Trees Might Actually Grow Faster and Larger Due to Carbon Dioxide

Carbon dioxide (CO2) is well-known as being unhealthy for us humans. Exposure to CO2 can cause tiredness, headaches, difficulty breathing, and more. Experts are concerned that the levels of carbon dioxide in the atmosphere lead to climate change. CO2 is capable of warming the planet. But the gas might actually be beneficial for trees, making them grow faster and higher.

Futurism tells us about the apparently incredible new theory that scientists bring. The more the levels of carbon dioxide increase, the trees seem to grow more as well.

Brent Sohngen from the Ohio State University, where he teaches environmental and resource economics, and who’s also a co-author of the study, explained:

Forests are taking carbon out of the atmosphere at a rate of about 13 percent of our gross emissions,

While we’re putting billions of tonnes of carbon dioxide into the atmosphere, we’re actually taking much of it out just by letting our forests grow.

Carbon fertilization is the phenomenon that the increase of carbon dioxide levels in our atmosphere raises the rate of photosynthesis in plants.

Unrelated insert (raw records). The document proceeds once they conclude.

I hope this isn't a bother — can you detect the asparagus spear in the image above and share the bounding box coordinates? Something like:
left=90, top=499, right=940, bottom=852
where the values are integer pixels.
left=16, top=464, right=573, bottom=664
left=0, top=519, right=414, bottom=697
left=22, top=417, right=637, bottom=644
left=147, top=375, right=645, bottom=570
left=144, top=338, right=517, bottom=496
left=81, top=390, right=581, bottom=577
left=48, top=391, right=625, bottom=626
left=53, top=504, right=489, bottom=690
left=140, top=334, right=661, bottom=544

Brent Sohngen also explained:

Carbon fertilization certainly makes it cheaper to plant trees, avoid deforestation, or do other activities related to trying to enhance the carbon sink in forests,

We should be planting more trees and preserving older ones, because at the end of the day they’re probably our best bet for mitigating climate change.

NASA estimates that in less than 200 years, human activities have increased the levels of carbon dioxide in the atmosphere by 50%.

The new study was published in Nature Communications.